Now, if your anything like me, you are not always satisfied with videos from Youtube, so you create your own.  Yes, this does take time, however I was able to video tape myself teaching the lesson on the document camera.  This allowed me to pick exactly the material I wanted to use for the lessons, which way I wanted to teach it, and then students were able to follow along.  One of the best things about Edpuzzle  was that it was all digital.  Remember back in the day, when we use to watch a video and had to do the worksheet that went along with the video, while the teacher graded or caught up on work.  How many of you only paid attention to find the answers, couldn't record them fast enough, or copied off the person next to you because the sheet was due or you were not paying attention.  Edpuzzle , eliminates the worksheet, the video stops where you want to ask a question, and students are prompted to record/respond with their answers into Edpuzzle 

Wow!  If they had this 20 years ago! Even better, the teacher doesn't have to look over every sheet to see if students have the right answers because Edpuzzle  will help you check the answers if it is multiple choice, or allow you to grade all of the open ended responses.  As a teacher, you could easily check who completed which videos, what questions they answered in wrong. There are options for both open ended and multiple choice.

How do I incorporate it, so that I can flip my classroom?  Good question!

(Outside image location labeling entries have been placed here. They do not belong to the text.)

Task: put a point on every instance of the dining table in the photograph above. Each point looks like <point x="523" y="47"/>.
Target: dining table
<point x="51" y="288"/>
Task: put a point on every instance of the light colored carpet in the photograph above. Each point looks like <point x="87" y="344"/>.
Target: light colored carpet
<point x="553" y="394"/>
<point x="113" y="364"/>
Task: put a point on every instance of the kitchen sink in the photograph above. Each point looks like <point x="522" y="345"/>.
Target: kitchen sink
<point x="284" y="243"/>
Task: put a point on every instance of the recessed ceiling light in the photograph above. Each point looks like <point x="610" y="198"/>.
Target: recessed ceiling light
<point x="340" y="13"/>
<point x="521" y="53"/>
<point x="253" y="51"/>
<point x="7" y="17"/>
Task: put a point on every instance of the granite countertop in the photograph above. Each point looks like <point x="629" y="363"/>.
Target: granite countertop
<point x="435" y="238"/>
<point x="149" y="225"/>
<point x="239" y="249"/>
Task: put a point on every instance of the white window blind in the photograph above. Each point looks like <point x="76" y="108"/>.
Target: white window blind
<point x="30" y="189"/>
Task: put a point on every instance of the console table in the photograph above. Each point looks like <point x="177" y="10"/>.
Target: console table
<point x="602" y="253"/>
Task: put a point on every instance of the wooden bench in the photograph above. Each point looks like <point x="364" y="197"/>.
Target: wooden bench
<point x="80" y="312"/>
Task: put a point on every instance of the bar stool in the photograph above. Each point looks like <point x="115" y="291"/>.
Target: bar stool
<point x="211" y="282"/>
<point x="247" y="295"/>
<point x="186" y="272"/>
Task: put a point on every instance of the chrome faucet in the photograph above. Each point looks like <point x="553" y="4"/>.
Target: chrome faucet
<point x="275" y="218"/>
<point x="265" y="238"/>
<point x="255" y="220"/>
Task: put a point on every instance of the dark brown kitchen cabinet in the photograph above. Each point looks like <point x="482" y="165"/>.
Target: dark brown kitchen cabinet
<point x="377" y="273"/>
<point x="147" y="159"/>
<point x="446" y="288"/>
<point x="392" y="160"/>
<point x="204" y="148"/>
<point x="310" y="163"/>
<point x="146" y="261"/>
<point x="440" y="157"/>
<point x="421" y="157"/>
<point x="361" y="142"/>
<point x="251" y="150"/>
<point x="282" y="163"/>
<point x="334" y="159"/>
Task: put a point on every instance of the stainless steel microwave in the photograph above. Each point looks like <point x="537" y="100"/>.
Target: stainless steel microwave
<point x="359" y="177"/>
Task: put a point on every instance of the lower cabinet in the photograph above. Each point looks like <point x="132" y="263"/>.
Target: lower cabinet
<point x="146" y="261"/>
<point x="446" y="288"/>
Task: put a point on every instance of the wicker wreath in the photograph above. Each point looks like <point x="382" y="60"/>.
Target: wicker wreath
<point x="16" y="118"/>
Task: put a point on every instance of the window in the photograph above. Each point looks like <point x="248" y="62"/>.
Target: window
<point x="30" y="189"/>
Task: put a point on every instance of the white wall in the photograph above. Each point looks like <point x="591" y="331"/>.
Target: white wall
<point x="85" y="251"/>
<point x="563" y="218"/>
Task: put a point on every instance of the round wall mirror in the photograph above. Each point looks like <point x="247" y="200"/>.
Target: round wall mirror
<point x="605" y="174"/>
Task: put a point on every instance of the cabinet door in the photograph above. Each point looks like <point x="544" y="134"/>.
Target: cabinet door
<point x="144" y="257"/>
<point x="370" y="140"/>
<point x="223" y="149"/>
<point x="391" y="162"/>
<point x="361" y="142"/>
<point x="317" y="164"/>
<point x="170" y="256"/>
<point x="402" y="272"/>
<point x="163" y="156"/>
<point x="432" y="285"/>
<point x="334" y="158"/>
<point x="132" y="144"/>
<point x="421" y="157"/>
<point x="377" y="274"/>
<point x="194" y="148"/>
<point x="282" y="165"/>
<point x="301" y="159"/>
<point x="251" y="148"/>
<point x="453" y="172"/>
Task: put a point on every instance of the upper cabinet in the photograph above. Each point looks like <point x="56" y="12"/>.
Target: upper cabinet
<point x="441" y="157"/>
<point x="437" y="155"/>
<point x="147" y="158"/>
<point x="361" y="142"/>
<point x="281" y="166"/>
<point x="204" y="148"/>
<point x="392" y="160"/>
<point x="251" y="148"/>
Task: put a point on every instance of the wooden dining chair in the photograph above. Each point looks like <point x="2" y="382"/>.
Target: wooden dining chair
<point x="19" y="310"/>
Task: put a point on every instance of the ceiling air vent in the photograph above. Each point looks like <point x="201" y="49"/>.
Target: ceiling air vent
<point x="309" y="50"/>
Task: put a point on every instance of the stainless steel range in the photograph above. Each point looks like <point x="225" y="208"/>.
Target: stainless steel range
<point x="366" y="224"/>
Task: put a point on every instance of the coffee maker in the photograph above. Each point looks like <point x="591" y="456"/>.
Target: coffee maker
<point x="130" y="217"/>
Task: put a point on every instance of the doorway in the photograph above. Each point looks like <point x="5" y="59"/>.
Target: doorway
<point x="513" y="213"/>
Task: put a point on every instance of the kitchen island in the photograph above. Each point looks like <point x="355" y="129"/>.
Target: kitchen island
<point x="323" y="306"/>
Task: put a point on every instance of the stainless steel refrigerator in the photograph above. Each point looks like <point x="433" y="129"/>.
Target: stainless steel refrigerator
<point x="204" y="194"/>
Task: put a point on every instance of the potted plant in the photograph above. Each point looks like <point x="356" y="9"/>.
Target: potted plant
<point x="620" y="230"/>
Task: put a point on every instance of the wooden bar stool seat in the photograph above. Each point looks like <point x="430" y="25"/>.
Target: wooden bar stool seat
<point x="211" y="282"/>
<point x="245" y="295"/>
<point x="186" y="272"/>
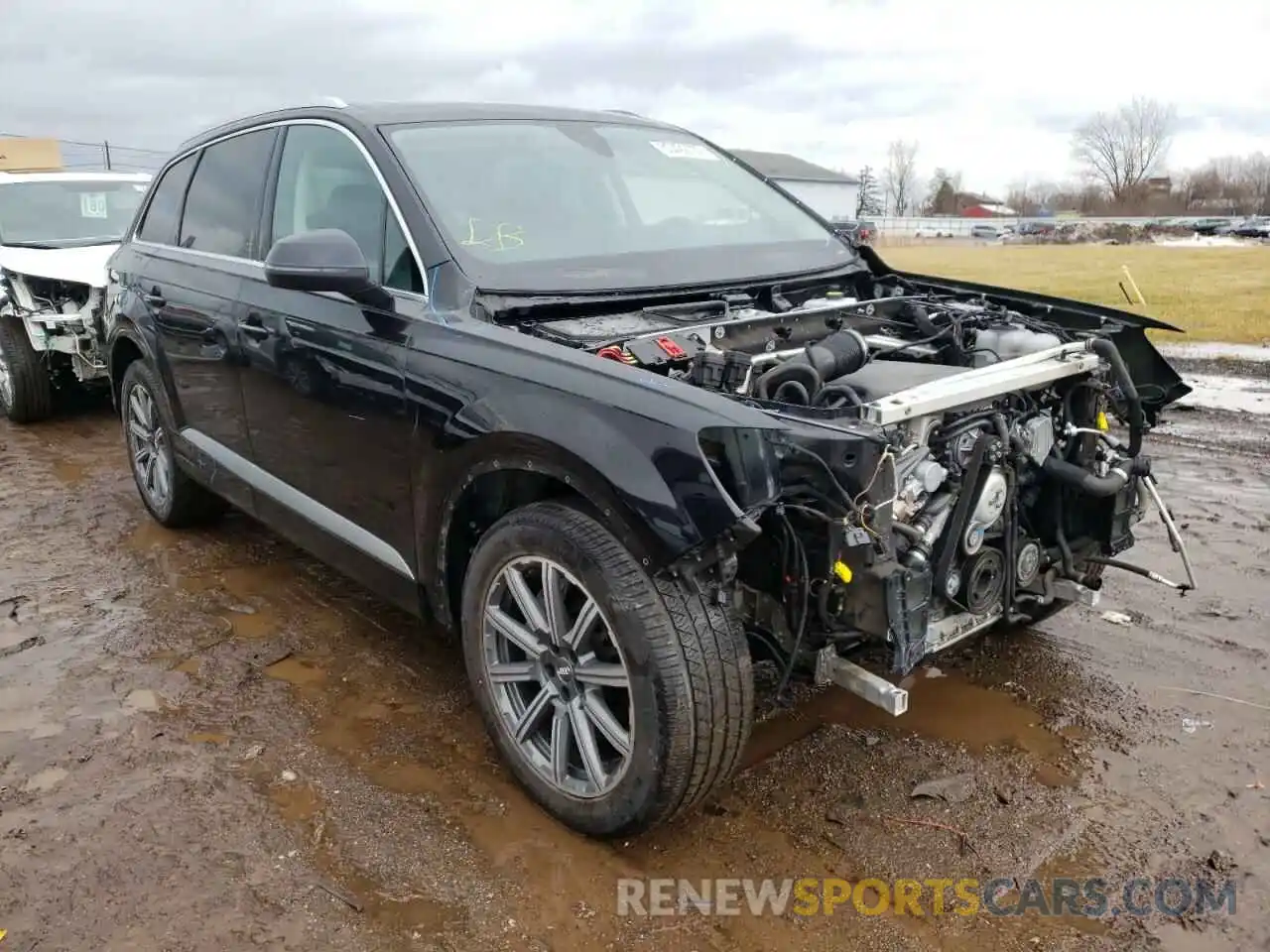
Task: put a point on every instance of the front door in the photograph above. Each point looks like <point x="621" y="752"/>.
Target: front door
<point x="322" y="381"/>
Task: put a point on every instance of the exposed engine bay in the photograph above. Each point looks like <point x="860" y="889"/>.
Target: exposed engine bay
<point x="951" y="462"/>
<point x="62" y="317"/>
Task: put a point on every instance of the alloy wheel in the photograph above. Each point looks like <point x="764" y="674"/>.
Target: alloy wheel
<point x="151" y="452"/>
<point x="558" y="676"/>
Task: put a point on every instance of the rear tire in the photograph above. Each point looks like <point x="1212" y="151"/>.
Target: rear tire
<point x="657" y="682"/>
<point x="26" y="390"/>
<point x="167" y="492"/>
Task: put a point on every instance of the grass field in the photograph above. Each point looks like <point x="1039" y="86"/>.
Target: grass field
<point x="1213" y="294"/>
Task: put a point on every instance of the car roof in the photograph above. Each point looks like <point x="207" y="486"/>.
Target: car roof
<point x="8" y="178"/>
<point x="408" y="112"/>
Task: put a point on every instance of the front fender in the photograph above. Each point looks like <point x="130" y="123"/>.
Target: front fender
<point x="654" y="470"/>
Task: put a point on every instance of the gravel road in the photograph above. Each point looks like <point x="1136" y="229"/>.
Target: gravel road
<point x="209" y="742"/>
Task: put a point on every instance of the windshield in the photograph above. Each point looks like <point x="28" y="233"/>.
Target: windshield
<point x="583" y="206"/>
<point x="67" y="212"/>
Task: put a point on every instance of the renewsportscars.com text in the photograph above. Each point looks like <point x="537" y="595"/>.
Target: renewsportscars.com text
<point x="1092" y="897"/>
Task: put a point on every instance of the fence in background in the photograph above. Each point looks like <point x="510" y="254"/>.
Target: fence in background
<point x="892" y="226"/>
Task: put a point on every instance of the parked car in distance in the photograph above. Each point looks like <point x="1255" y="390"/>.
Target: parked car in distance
<point x="58" y="230"/>
<point x="1213" y="226"/>
<point x="934" y="231"/>
<point x="512" y="368"/>
<point x="858" y="231"/>
<point x="1252" y="227"/>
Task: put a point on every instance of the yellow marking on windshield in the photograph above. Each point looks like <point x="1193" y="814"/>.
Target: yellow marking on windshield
<point x="503" y="236"/>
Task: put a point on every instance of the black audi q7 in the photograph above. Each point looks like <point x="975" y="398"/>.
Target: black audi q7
<point x="622" y="413"/>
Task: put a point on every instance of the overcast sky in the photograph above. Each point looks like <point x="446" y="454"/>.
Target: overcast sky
<point x="987" y="87"/>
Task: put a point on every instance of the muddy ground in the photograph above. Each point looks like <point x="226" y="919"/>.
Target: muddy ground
<point x="209" y="742"/>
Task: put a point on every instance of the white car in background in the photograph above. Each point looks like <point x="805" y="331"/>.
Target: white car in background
<point x="58" y="231"/>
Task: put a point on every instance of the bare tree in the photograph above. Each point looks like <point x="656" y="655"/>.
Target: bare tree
<point x="899" y="178"/>
<point x="1123" y="149"/>
<point x="866" y="199"/>
<point x="943" y="190"/>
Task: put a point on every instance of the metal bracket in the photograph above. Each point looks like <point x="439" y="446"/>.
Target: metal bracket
<point x="1175" y="536"/>
<point x="832" y="669"/>
<point x="1025" y="372"/>
<point x="1069" y="590"/>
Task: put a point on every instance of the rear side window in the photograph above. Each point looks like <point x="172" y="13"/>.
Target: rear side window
<point x="163" y="216"/>
<point x="222" y="207"/>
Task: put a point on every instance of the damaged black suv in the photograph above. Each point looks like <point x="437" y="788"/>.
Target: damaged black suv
<point x="622" y="413"/>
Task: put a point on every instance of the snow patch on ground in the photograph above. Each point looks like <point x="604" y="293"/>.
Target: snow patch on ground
<point x="1215" y="350"/>
<point x="1232" y="394"/>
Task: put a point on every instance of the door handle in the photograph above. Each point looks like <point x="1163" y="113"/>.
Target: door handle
<point x="254" y="326"/>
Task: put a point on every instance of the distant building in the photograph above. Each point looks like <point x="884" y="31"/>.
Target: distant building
<point x="985" y="209"/>
<point x="832" y="194"/>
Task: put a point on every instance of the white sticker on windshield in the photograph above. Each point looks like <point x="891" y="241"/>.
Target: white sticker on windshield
<point x="685" y="150"/>
<point x="93" y="204"/>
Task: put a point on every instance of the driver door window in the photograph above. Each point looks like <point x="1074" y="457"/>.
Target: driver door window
<point x="324" y="181"/>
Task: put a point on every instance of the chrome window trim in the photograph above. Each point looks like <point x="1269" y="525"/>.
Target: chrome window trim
<point x="259" y="263"/>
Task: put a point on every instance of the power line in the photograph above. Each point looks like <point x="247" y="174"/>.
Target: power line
<point x="93" y="145"/>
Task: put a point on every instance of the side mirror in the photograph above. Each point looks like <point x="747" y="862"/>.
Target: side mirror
<point x="325" y="259"/>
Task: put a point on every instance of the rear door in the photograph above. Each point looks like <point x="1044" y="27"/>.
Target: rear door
<point x="322" y="382"/>
<point x="194" y="246"/>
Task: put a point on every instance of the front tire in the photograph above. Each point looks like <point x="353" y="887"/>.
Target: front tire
<point x="616" y="702"/>
<point x="26" y="390"/>
<point x="168" y="493"/>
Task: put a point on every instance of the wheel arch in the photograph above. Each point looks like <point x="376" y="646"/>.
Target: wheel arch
<point x="506" y="472"/>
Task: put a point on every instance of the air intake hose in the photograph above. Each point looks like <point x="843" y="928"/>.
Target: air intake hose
<point x="1109" y="352"/>
<point x="839" y="353"/>
<point x="1089" y="481"/>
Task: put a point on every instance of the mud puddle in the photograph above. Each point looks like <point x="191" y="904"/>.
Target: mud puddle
<point x="302" y="767"/>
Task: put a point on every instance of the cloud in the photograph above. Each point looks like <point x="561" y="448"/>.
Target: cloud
<point x="991" y="89"/>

So many people are talking about flipping the classroom, but what does that look like?  While the district wanted us to add digital into our classrooms, I taught myself how to flip it and do nothing but small group teaching.  My students have a checklist they have to complete by Friday.  The checklist includes small group with me for an hour each week, an Edpuzzle  lesson where they are introduced to new topics, and then they could have any of the following: Ten Marks, independent practice, global scavenger hunt, task cards, Standard Mastery Assessments, games, etc...  This way I am making sure that in small group I am reviewing the previous standard with them, catching little hiccups/ trouble shooting along the way, so the learning gaps are closing by getting so much time with the teacher.  

Skeptical?  I had a variety of different students that really understood math, but when the final test came, even my struggling students blew the test out of the water.  This was my first year, truly flipping the classroom, and the results were worth it.  

Do you have a student that misses class all of the time, and they are so far behind?  This way they can do the lesson at home and they can still get all of the curriculum.  Have students that are more advanced? Pull videos on the next grade level content and allow them to work through lessons at a faster pace.  You can individualize the learning by assigning videos to certain students, or you can assign them to your entire class.  If you teach multiple different classes, you can assign videos to the class that it belongs with.  Going to be absent, or go to a conference?  I have video taped my lesson and the students did not miss any instruction while I was away.  

If you don't have the time to video tape lessons, no worry.  You can pull videos from Youtube, or even  Edpuzzle  that already have the questions embedded into them, so all you have to do is assign it.  Even with my compulsive need to do everything, I did pull some Bill Nye videos as part of their science centers, so that I could pull small group and do remediation.